Open Publishing for the Big-Data Era

Scott Edmunds
GigaScience journal and BGI Hong Kong

Time: October 30, 12-2pm
Location: Social Sciences & Humanities (SSH) Room 1246

GigaScience is an open-access, open-data journal attempting to revolutionize large-scale biological data dissemination, organization and re-use. Utilizing the experience and data handling infrastructure of the BGI, the worlds largest genomics organization, GigaScience links standard manuscript publication with an integrated database that hosts all associated data and provides data analysis tools and computing resources. In addition, open-source platforms such as the popular Galaxy workflow management system are used by GigaScience to make publishing more transparent and open by making all of the supporting workflows and methods available, thereby promoting reproducibility which the authors are credited for.

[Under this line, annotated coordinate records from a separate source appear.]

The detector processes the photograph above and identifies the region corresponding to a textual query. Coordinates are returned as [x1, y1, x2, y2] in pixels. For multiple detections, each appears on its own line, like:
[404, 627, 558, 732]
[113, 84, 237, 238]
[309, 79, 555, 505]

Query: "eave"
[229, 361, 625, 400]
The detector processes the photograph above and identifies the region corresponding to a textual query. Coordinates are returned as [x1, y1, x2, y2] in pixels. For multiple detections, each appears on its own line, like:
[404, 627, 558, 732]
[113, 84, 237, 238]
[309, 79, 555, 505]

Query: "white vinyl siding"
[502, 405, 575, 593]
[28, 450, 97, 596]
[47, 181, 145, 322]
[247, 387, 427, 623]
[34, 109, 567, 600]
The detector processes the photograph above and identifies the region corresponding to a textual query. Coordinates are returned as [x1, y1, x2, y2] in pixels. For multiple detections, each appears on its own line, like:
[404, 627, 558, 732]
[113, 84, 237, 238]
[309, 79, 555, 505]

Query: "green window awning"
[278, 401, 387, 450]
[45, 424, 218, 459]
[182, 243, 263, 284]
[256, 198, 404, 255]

The GigaScience platform has already been involved in releasing data during the deadly 2011 German E. coli outbreak which aided a global crowdsourcing effort that led to groups around the world, and even bloggers outside of the usual academic environment, to contribute analyses to an open-source GitHub based repository. Many still unpublished genomes have been released to the global community, and workflows and software from a number of scientific papers have been archived and shared in as open, reproducible, transparent and usable form as possible.

With data citation producing evidence of its use in the wider research community, GigaScience hopes to revolutionize the publication model with the aim of executable publications, where data analyses can be reproduced and built upon by users without a coding background or heavy computational infrastructure in a more democratized manner.